Which, by the way, sounds more likely to me than just a straight con job. Has any other con artist in history ever produced something comparable? In word count it's like half the full Lord of the Rings trilogy, for comparison. There was the Hitler Diaries, I guess, but a lot of the heavy lifting was done by matching up existing newspaper accounts and plagiarizing, and they were pretty quickly shown to be fake, and excessively tropey with known Hitler flourishes. Scientology and Hubbard's writings? Maaaaaaybe? Eh, no, not really. Connection is a bit weird, because he was quite literally a science fiction writer. Then took a detour into self-help psychology.
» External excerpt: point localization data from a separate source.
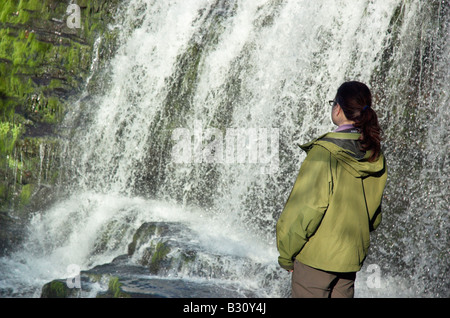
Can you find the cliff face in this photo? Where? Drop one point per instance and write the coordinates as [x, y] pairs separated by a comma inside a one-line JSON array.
[[46, 54]]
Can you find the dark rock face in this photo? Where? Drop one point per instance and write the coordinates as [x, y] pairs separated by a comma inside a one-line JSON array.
[[156, 266]]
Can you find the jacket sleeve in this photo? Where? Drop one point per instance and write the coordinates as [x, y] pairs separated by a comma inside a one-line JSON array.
[[305, 206]]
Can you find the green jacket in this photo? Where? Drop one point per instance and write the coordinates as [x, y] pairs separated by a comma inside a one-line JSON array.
[[334, 204]]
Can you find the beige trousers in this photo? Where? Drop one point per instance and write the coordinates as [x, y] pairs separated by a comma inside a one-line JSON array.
[[308, 282]]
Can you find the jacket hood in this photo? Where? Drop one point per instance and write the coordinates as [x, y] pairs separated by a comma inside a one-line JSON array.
[[345, 148]]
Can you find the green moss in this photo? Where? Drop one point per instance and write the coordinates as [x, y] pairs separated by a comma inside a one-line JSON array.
[[25, 195]]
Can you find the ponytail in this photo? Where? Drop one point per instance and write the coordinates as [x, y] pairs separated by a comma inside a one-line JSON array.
[[355, 100]]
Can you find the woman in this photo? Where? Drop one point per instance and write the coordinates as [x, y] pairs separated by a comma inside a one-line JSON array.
[[323, 231]]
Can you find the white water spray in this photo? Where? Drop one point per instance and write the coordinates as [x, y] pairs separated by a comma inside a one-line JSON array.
[[229, 65]]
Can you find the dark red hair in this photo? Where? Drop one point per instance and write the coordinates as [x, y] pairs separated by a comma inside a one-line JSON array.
[[355, 100]]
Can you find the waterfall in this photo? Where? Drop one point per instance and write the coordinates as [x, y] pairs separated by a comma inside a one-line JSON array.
[[198, 119]]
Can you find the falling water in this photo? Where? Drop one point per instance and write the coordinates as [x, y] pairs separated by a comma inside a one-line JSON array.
[[264, 68]]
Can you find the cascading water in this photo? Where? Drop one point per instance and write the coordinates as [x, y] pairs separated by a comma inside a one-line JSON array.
[[198, 121]]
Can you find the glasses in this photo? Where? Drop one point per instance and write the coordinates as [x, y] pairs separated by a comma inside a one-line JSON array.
[[332, 103]]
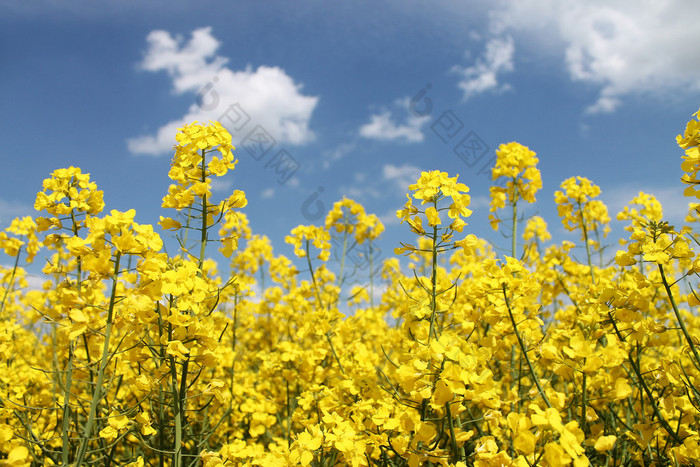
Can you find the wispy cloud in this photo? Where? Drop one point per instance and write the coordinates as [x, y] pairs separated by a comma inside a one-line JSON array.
[[401, 176], [483, 76], [627, 47], [384, 126], [266, 95]]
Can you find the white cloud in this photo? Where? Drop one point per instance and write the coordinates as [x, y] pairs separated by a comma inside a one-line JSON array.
[[266, 96], [673, 202], [382, 126], [402, 176], [626, 47], [483, 75], [10, 210]]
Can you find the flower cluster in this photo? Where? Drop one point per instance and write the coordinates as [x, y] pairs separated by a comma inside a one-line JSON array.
[[130, 355]]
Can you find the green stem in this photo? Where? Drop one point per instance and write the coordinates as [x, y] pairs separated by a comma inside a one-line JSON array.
[[433, 283], [585, 239], [676, 312], [98, 391], [524, 350]]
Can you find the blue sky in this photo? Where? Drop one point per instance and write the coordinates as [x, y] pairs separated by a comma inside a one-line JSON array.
[[358, 98]]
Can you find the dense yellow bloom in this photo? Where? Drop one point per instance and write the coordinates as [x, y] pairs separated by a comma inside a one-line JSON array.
[[304, 235], [690, 141], [144, 357], [69, 190], [578, 209], [519, 165]]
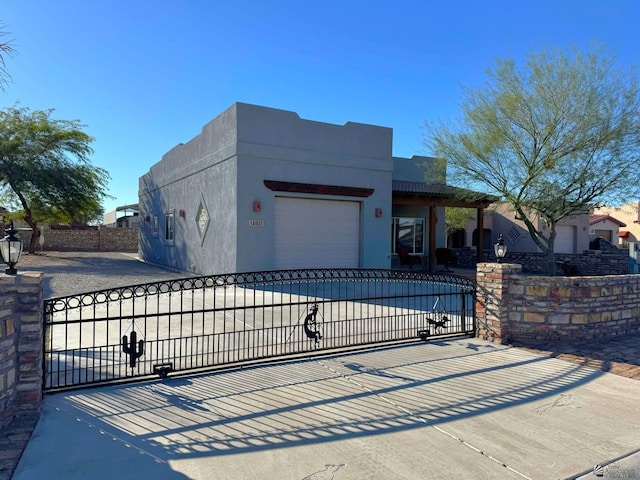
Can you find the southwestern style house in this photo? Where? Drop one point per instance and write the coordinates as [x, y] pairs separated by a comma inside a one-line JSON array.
[[262, 189]]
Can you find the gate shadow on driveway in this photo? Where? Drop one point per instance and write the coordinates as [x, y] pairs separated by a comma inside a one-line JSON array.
[[321, 400]]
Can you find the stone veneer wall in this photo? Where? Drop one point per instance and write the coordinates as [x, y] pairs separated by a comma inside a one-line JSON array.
[[525, 309], [21, 330], [101, 239]]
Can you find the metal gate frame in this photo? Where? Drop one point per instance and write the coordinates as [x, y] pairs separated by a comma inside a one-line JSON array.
[[206, 322]]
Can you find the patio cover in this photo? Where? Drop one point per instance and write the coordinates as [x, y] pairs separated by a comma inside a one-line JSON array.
[[434, 195]]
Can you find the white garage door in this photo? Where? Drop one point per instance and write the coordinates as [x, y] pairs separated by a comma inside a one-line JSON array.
[[565, 239], [316, 233]]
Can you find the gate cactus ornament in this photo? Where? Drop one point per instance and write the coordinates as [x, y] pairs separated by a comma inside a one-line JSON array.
[[134, 350]]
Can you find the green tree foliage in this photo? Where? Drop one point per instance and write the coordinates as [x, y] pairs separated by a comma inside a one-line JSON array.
[[457, 218], [554, 139], [45, 169]]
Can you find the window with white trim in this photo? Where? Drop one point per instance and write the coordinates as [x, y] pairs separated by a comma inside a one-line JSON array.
[[408, 233]]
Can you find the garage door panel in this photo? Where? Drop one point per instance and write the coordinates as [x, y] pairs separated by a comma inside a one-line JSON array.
[[316, 233]]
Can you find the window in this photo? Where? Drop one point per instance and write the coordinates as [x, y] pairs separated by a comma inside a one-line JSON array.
[[408, 233], [606, 234], [169, 226]]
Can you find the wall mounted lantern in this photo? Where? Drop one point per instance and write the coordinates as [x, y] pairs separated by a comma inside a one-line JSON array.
[[500, 248], [10, 249]]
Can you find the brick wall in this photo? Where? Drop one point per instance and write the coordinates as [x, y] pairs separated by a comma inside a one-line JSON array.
[[526, 309], [21, 298], [103, 238]]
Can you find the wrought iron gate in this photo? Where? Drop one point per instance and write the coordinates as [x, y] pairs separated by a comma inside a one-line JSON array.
[[203, 322]]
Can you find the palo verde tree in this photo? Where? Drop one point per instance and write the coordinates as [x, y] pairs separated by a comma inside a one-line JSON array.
[[5, 50], [45, 169], [553, 139]]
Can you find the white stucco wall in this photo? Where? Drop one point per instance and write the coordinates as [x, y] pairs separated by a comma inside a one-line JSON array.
[[226, 165]]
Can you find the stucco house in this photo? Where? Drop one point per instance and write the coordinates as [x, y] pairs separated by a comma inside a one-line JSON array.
[[572, 234], [629, 214], [605, 226], [263, 189]]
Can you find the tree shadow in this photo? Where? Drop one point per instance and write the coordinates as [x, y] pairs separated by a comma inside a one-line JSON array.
[[315, 401]]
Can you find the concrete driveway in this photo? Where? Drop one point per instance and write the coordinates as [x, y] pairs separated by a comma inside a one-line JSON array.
[[458, 409]]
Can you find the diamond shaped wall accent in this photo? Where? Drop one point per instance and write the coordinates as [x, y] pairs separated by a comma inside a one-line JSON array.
[[202, 219]]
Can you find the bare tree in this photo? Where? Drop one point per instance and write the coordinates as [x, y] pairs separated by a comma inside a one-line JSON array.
[[6, 49], [554, 139]]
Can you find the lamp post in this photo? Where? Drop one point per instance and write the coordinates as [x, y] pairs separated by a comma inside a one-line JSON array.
[[10, 249], [500, 248]]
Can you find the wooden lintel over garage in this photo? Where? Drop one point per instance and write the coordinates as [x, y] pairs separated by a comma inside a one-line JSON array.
[[435, 195]]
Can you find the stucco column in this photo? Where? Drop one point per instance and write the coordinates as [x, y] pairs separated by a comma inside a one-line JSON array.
[[492, 304]]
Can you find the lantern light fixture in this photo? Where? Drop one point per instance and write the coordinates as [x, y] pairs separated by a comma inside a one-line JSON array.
[[500, 248], [10, 249]]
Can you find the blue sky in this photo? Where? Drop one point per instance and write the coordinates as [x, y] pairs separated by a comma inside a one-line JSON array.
[[145, 75]]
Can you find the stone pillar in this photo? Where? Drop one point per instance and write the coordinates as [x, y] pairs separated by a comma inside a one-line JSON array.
[[21, 333], [492, 304]]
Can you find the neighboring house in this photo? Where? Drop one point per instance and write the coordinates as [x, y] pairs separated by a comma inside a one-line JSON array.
[[126, 216], [262, 189], [572, 234], [605, 226], [629, 214]]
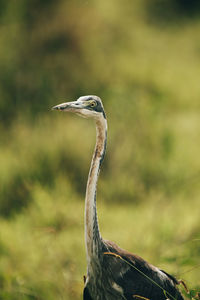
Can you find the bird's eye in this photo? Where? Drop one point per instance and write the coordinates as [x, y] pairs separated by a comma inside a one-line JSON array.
[[93, 104]]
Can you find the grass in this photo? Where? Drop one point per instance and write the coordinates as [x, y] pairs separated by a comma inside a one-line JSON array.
[[147, 74]]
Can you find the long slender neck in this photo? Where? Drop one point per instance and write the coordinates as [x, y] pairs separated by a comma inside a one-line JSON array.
[[92, 234]]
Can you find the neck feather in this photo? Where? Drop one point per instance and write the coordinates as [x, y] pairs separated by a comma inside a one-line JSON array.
[[92, 234]]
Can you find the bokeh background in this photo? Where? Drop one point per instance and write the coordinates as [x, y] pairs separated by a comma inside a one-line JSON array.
[[142, 58]]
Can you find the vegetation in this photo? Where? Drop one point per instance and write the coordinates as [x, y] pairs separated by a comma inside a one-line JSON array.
[[144, 62]]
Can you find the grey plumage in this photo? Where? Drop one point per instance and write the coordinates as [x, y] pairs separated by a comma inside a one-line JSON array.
[[113, 273]]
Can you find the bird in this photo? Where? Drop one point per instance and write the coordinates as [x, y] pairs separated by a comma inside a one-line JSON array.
[[112, 272]]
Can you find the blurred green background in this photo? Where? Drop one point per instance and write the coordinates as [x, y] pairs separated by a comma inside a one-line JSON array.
[[142, 58]]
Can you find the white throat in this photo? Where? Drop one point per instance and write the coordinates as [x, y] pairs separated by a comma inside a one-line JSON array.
[[92, 234]]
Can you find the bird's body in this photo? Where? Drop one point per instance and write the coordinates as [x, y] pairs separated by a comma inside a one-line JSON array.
[[113, 273]]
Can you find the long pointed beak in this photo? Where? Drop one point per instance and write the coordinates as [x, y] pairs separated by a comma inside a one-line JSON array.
[[69, 106]]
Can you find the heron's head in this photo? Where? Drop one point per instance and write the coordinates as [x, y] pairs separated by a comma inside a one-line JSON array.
[[86, 106]]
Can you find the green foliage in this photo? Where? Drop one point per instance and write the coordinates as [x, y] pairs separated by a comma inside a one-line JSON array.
[[148, 195]]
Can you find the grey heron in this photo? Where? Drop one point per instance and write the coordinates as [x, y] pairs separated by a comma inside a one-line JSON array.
[[113, 273]]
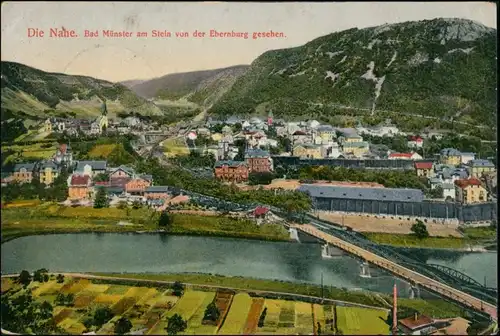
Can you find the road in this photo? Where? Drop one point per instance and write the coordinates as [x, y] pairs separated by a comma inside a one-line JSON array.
[[214, 287], [401, 271]]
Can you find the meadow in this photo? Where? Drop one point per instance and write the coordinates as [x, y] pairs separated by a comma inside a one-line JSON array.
[[148, 309], [175, 146]]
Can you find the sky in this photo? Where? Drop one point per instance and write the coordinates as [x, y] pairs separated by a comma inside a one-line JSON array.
[[118, 59]]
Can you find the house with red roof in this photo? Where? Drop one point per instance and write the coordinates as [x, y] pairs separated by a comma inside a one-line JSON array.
[[415, 142], [80, 187], [424, 169], [405, 156], [259, 212], [471, 190]]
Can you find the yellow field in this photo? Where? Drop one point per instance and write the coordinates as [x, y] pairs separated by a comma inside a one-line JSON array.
[[237, 316], [148, 308], [194, 324], [99, 151], [96, 288], [303, 318], [361, 321], [188, 304], [107, 299]]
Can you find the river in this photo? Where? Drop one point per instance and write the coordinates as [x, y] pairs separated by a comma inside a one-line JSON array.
[[297, 262]]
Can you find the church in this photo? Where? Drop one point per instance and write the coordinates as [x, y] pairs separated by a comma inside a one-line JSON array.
[[101, 123]]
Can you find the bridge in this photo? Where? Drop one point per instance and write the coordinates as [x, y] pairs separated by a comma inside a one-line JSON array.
[[401, 271]]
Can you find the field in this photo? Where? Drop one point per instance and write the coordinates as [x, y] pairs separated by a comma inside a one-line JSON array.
[[33, 151], [148, 309], [361, 321], [175, 146], [100, 151], [23, 218]]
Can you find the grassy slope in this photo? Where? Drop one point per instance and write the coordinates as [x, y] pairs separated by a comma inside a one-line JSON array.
[[47, 218], [472, 236]]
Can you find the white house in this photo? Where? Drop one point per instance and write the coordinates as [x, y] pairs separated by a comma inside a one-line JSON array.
[[466, 157], [415, 142], [405, 156], [448, 190]]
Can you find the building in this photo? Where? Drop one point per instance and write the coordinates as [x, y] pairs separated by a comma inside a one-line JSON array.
[[466, 157], [448, 190], [415, 142], [469, 191], [424, 169], [258, 161], [23, 172], [308, 151], [416, 325], [49, 171], [300, 136], [326, 132], [157, 192], [64, 155], [356, 148], [231, 171], [450, 156], [479, 167], [80, 187], [405, 156], [91, 168], [325, 193], [47, 126], [137, 186]]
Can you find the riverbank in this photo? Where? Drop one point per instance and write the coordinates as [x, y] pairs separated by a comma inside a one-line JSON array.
[[437, 308], [55, 219], [473, 240]]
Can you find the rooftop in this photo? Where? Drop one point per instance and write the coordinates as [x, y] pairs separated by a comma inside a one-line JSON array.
[[415, 322], [384, 194], [229, 163], [464, 183], [96, 165], [481, 163], [256, 153]]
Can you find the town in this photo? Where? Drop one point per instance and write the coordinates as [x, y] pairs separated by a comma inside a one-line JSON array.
[[271, 153]]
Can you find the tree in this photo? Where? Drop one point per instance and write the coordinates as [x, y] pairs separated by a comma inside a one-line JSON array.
[[178, 288], [24, 278], [102, 315], [46, 310], [122, 205], [122, 326], [40, 274], [175, 325], [60, 278], [101, 199], [165, 221], [420, 230], [212, 313]]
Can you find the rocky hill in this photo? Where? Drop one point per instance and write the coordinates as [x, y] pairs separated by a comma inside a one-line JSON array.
[[436, 73], [34, 94], [201, 87]]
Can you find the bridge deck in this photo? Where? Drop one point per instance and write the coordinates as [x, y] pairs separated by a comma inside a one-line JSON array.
[[401, 271]]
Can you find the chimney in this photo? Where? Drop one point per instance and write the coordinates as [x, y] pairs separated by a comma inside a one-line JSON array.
[[395, 311]]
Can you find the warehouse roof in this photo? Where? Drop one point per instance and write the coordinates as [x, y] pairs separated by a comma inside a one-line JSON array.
[[383, 194]]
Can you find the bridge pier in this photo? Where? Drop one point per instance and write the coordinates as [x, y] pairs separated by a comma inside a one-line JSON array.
[[365, 270], [294, 234], [414, 291]]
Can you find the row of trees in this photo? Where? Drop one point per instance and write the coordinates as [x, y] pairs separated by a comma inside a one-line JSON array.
[[291, 201], [388, 178]]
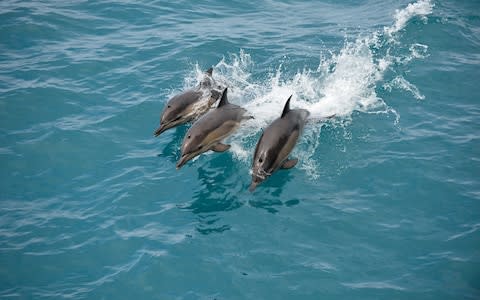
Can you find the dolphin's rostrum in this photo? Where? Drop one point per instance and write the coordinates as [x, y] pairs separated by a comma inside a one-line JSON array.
[[208, 131], [190, 104], [276, 143]]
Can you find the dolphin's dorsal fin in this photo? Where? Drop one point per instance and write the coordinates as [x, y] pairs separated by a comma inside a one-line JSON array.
[[224, 99], [286, 109]]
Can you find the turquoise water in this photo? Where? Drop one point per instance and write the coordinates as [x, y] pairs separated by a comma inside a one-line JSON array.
[[383, 204]]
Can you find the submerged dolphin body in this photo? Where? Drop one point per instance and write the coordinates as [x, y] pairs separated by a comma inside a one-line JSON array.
[[190, 104], [276, 143], [208, 132]]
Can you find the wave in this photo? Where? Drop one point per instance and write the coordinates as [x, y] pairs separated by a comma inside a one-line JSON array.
[[341, 84]]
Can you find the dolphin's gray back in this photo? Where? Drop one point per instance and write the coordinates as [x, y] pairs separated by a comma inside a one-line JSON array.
[[278, 139], [217, 117]]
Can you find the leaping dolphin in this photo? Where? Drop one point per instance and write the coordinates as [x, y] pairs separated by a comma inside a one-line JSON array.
[[190, 104], [208, 132], [276, 143]]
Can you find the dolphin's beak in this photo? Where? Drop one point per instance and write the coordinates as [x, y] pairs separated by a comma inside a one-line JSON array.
[[160, 129], [253, 185]]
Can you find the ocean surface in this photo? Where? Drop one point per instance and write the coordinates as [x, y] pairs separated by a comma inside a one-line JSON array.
[[383, 204]]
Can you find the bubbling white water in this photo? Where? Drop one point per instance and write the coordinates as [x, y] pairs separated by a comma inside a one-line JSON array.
[[341, 84]]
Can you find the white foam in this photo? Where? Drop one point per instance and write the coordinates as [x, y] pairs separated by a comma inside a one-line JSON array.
[[342, 83], [420, 8]]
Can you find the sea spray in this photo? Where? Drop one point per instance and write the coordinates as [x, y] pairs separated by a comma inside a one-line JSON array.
[[341, 84]]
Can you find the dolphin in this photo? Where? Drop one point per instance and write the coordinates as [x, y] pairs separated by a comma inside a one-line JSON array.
[[276, 143], [208, 131], [190, 104]]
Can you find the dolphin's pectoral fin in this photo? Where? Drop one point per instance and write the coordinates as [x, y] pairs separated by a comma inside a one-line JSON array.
[[289, 163], [219, 147]]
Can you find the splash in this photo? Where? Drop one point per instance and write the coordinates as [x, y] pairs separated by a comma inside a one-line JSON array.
[[343, 83]]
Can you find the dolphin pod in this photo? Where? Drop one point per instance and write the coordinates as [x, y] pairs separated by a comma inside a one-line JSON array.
[[210, 128], [190, 104]]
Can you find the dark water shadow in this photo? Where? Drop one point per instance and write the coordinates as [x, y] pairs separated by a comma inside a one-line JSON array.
[[172, 149], [218, 193], [268, 195]]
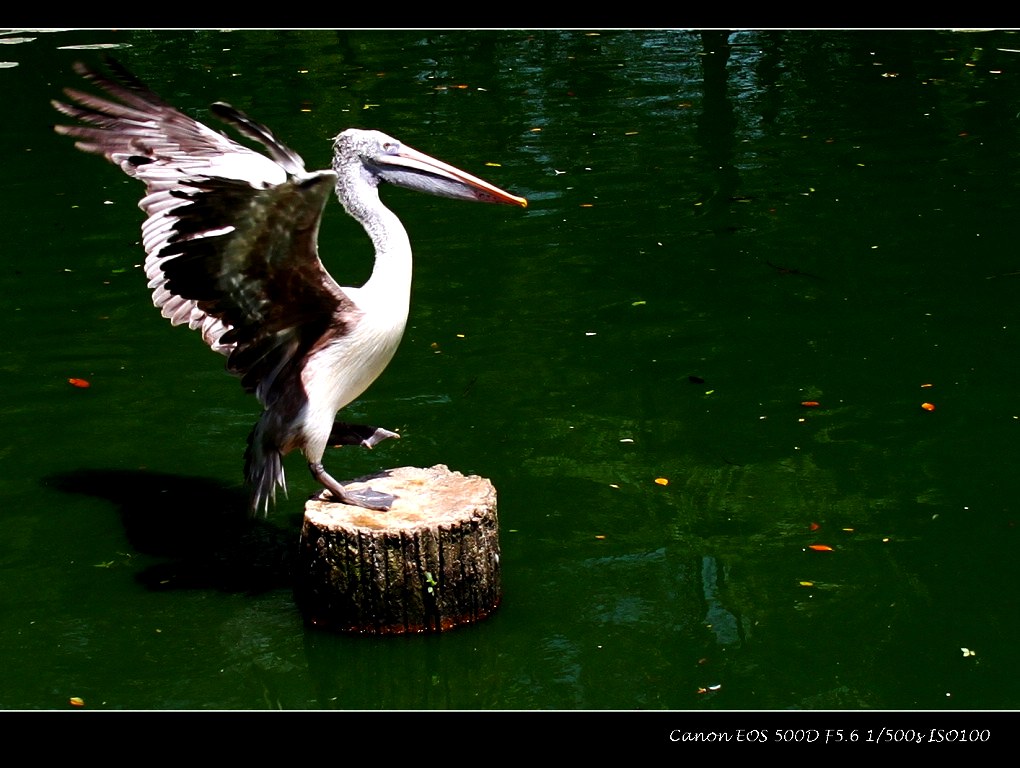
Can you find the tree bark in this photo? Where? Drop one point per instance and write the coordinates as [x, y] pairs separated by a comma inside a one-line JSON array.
[[427, 564]]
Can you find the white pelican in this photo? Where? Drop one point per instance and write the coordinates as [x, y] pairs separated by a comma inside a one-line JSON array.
[[231, 250]]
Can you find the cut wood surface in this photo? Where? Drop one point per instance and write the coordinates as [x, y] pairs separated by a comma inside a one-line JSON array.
[[429, 563]]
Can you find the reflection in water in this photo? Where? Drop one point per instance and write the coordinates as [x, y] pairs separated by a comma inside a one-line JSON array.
[[724, 624]]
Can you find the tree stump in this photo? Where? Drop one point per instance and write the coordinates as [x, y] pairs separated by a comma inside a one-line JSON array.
[[427, 564]]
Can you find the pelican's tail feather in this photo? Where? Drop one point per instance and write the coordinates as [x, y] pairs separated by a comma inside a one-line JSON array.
[[263, 471]]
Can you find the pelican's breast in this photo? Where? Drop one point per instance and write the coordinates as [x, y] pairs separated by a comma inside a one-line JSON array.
[[343, 367]]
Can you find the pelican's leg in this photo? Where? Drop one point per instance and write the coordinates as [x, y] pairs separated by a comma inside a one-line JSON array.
[[357, 434], [358, 498]]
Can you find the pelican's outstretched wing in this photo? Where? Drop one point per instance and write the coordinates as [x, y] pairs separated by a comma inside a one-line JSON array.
[[230, 235]]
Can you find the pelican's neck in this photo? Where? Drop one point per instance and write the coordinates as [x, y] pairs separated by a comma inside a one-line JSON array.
[[390, 284]]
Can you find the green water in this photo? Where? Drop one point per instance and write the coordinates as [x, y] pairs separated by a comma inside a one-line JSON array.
[[720, 228]]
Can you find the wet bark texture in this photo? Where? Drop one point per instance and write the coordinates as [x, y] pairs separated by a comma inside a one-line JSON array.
[[429, 563]]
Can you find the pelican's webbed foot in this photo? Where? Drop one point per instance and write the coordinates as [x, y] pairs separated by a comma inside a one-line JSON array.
[[344, 433], [335, 492]]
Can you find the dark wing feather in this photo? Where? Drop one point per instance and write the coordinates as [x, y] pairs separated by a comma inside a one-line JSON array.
[[231, 234]]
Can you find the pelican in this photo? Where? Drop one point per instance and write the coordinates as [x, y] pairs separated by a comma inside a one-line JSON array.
[[231, 243]]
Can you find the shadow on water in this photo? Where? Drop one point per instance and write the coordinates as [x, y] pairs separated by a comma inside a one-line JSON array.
[[199, 526]]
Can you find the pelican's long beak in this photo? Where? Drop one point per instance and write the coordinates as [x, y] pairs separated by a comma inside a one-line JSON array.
[[413, 169]]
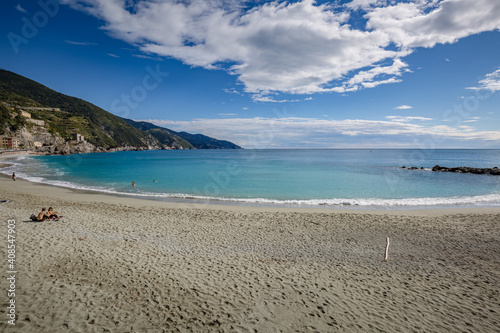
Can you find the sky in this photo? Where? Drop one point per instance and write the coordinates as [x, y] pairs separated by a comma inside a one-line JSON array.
[[273, 74]]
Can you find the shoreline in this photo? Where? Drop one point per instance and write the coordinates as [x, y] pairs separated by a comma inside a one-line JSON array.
[[122, 264], [215, 203], [78, 195]]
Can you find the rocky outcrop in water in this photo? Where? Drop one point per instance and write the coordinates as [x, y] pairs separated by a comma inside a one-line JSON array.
[[478, 171]]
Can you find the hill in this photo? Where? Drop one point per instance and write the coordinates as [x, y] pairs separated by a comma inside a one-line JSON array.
[[198, 141], [61, 117]]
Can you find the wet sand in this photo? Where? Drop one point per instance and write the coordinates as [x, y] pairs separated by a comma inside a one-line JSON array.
[[117, 264]]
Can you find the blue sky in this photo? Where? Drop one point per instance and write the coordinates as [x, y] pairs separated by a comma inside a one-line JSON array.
[[296, 74]]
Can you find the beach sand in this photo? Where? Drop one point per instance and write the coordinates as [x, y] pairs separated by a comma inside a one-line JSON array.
[[118, 264]]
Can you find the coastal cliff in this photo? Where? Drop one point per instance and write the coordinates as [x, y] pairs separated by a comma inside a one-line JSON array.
[[39, 118]]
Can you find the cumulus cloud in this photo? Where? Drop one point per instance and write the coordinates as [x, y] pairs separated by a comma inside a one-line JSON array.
[[490, 82], [21, 9], [403, 107], [301, 47], [262, 132], [407, 119], [81, 43]]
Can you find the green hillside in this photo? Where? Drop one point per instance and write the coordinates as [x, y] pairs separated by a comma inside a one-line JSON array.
[[99, 127]]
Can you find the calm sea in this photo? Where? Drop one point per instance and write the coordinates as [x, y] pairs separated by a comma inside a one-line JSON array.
[[291, 177]]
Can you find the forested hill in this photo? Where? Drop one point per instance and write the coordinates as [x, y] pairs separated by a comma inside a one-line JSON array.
[[199, 141], [71, 115]]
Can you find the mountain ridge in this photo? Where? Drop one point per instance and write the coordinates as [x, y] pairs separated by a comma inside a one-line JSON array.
[[55, 118]]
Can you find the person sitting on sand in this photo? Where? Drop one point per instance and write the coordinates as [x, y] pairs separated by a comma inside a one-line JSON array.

Then gave some lectures. Then and only then near bankruptcy he starts dropping in spiritual-ish stuff, and boy is it a gradual process over decades. So yeah, prolific writer, but bad comparison, and he took decades to accomplish not half what Smith did in two months. Ellen G White of Seventh Day Adventist fame also was a book-writer and vision-haver. But her visions are atomic, continuations and plays on her normal writings, occur throughout her life, and don't have the same demand for consistency of course due to their nature. (Atheists might also note she was, in fact, literally knocked out with a rock as a child as the start of her spiritual awakening. I don't know enough to opine). The only other thing I know or have heard of would be the Ossian Poems, according to AI, where some guy in the 1700s wrote his own poems of warfare and romance with some maybe some legit old Gaelic inspiration, blended them together, then claimed to only be the translator of them (but refused to show the allegedly too-delicate manuscript). Still a bit of a far cry from the potent Book of Mormon claims and its own textual complexity.

No big surprises there :) There's a reason more books have been written about the Bible than any other topic!